Address by Harral Ayres, Managing Director,
Long before the Pilgrim Fathers settled New England, Spanish princes, adventurers and Mission Fathers were exploring and settling this Old Spanish Trail country. Names of discoverers and colonizers like Ponce de Leon, Menendez de Soto, de Luna, Galvez, Onate, Cortez, Balboa, Coronado and Cabrillo are known over the land. In the church, other names have become canonized for noble deeds. Across this land are old stone missions, old aqueducts and other ancient works of that remarkable period.
Those were the days of travels by sea and up the rivers and bays or overland by rambling trails. The ancient cities of St. Augustine, Pensacola, Mobile, Biloxi, New Orleans, San Antonio, El Paso, Tucson and San Diego were settled on those waterways or those trails and they became clothed with romantic history. When the automobile age came those bays and rivers were barriers to travel and those cities were strangers to one another.
A group of crusaders met in Mobile in 1915 and declared for an automobile trunk line that would open these lands of the conquistadores and the padres of the past ages to the enjoyment of the American people through future ages.
The dream of 1915 is the realization of the people of today. The waterways have been bridged and the continent spanned. California, Arizona, New Mexico, Texas, Louisiana, Mississippi and Alabama said to Florida, we are ready now. St. Augustine, with its mantle of Spanish history resting like a spell over the old city, said come and we will give a festival that will portray the story of Ponce de Leon and others of the past.
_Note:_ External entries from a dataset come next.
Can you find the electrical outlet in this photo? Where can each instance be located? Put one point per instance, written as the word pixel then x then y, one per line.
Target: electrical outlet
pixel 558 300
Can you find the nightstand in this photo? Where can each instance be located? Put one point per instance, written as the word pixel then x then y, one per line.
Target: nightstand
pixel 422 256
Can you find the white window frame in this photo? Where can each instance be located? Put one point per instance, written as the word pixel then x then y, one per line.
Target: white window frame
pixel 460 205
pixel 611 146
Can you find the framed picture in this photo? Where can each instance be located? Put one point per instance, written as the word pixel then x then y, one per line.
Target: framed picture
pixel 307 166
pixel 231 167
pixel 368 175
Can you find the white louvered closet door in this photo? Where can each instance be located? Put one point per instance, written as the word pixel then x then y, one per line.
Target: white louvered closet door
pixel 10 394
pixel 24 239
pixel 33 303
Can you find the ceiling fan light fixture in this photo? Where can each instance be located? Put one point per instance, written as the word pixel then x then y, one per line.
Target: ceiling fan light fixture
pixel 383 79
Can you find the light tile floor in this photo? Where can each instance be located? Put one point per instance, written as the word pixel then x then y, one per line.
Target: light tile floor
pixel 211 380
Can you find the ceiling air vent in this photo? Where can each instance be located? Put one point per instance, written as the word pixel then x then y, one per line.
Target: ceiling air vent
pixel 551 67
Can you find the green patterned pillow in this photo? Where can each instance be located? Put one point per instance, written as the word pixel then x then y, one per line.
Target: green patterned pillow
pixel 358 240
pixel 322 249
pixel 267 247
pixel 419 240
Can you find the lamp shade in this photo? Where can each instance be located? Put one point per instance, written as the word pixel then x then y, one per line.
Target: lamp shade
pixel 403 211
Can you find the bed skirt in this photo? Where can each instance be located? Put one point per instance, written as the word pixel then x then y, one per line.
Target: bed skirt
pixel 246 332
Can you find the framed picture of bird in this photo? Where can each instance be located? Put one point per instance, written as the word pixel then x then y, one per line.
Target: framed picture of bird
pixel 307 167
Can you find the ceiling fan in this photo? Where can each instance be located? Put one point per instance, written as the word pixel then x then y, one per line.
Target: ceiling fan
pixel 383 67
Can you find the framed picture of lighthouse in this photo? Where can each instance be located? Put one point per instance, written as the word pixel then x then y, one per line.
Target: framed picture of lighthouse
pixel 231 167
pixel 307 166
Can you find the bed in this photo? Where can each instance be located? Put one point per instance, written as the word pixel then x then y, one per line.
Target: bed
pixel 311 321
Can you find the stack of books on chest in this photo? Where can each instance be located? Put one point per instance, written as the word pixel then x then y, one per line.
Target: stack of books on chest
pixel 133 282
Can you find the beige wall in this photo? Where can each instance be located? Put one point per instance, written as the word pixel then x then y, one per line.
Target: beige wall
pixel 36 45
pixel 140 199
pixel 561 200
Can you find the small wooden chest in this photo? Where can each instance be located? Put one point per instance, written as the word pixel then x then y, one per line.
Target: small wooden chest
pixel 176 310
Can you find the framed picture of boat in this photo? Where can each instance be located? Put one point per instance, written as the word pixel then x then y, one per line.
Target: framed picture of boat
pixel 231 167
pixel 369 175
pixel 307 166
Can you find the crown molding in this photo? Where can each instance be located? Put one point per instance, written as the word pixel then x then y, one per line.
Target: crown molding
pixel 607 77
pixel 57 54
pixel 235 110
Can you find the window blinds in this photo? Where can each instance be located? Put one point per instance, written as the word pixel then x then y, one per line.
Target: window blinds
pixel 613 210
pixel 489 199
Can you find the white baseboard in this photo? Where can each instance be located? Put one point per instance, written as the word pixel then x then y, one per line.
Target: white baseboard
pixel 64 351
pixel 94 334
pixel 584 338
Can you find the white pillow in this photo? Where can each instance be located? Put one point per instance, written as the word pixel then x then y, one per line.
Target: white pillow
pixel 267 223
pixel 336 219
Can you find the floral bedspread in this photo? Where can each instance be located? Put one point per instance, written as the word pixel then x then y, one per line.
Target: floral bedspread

This monument is not alone to mark the beginning of the Old Spanish Trail of today in its long span across the continent. It is a memorial to the men and women who have mastered the problems and made the highway possible and made our recent motorcade drive from San Diego to St, Augustine as dependable as railroad travel. It is a tribute to the Spanish people of yesteryear and of today. It is challenge now for the people to go on with this work and keep this far-southern land a joy for travelers for the years to come and a memorial to all that is good in the age of art and chivalry and adventure and of the great mission works. We do not have to agree with all they did. We do not agree with what all our Pilgrims Forefathers did. But we may take pride in the glories of the age and help pass on to our children memories of it, not forgetfulness of it.
We accept this monument from the people of this hospitable city in the name of the people of this land and dedicate this highway now to our people as a sacred trust to carry on to new glories and for the pleasure of all who follow us.